3. Are our passions in the right proportion? Good thing to check constantly.
4. Do we (or our pastors) preach with personal, passionate, pleading? This isn't a 'drop the truth in their laps and see what they'll do with it' kind of business. As Christ's ambassadors we plead with people, be reconciled to God.
5. Do we know ourselves? What DeYoung means is that we're not all Driscolls or Pipers. Good on that, but it certainly is tempting to try to mimic those men and copy their ministries (other may be tempted to mimic or copy Bell or Kimball or Hybels, etc).
6. Are we fighting the battles that matter most in our context? I remember preaching a sermon in my previous church about Open Theism. Now it was a hot topic in our denomination at the time, but seriously, no one in the congregation I was in cared. It wasn't a controversy that touched their life or context in the slightest.

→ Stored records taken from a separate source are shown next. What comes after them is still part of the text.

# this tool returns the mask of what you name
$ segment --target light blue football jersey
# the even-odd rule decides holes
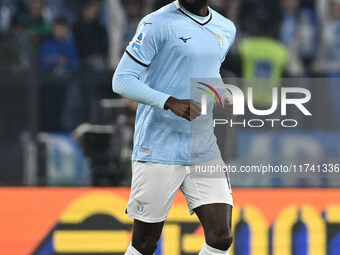
[[[146,67],[140,81],[189,99],[192,78],[221,78],[235,34],[234,24],[211,8],[207,17],[200,17],[175,1],[142,19],[126,53]],[[132,159],[192,165],[221,158],[210,113],[190,123],[170,110],[140,104]]]

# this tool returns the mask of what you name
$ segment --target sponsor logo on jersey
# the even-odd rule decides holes
[[[137,36],[137,38],[135,39],[135,41],[133,42],[132,48],[136,48],[137,50],[139,50],[142,47],[144,38],[145,38],[145,34],[144,33],[140,33]]]
[[[152,23],[146,22],[146,21],[144,21],[143,24],[144,24],[144,27],[147,26],[147,25],[152,25]]]
[[[192,39],[192,37],[188,37],[188,38],[184,38],[183,36],[178,38],[180,40],[182,40],[184,43],[187,43],[187,41],[189,41],[190,39]]]

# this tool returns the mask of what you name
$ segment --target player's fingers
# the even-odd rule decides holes
[[[196,102],[195,100],[191,100],[190,102],[190,108],[195,109],[197,111],[201,111],[201,104]]]
[[[198,115],[190,115],[190,121],[195,120],[198,117]]]
[[[190,112],[188,114],[190,116],[190,121],[196,119],[198,116],[201,115],[201,112],[198,111],[197,109],[193,108],[193,109],[190,109]]]
[[[224,99],[224,102],[227,103],[227,104],[230,104],[229,98]]]
[[[190,113],[183,113],[180,117],[188,121],[191,121]]]
[[[190,109],[190,115],[194,115],[194,116],[199,116],[201,115],[201,110],[200,109],[196,109],[196,108],[191,108]]]
[[[233,109],[232,108],[225,108],[225,112],[227,113],[229,118],[231,118],[233,116]]]
[[[190,114],[190,118],[191,118],[191,120],[194,120],[194,119],[196,119],[200,115],[201,115],[200,113],[198,113],[198,114],[191,113]]]
[[[201,108],[200,107],[191,108],[190,114],[195,116],[195,118],[197,118],[198,116],[201,116]]]
[[[224,106],[224,110],[226,111],[226,112],[233,112],[233,110],[234,110],[234,107],[233,107],[233,105],[225,105]]]
[[[231,103],[230,100],[229,100],[228,98],[226,98],[226,99],[224,100],[224,105],[225,105],[225,106],[233,106],[233,103]]]
[[[224,106],[225,107],[233,107],[233,104],[229,102],[229,100],[224,101]]]
[[[186,108],[185,109],[185,111],[184,111],[184,113],[186,114],[186,115],[191,115],[191,109],[190,109],[190,107],[188,107],[188,108]]]
[[[186,120],[194,120],[201,114],[200,104],[193,100],[186,100],[178,116]]]

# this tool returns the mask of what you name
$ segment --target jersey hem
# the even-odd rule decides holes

7. Are we bringing everything up all the way to the glory of God? Not so sure I understand DeYoung on this one.
8. Are we experts in Scripture first? For many Scripture takes a secondary role in their theological development. Some can quote Piper or Bell McLaren or Calvin more than Scripture. Not good, not good at all. Sola Scriptura!
9. Are we theological snobs? Ah, yep. I think we all are at times. Own it. Some are social justice snobs or evangelism snobs or Calvinist snobs are NT Wright snobs. We're human, it's what we do because pride runs deep.
10. Can we accept that there are Romans 14 issues? Without causing division, can we agree to disagree?
11. Are we resounding gongs and clanging cymbals? See question one.
12. Do we possess deep and pervasive piety? If not, what is our theology good for. The gospel is transformational, not merely informational. Right doctrine should be evidenced in right living.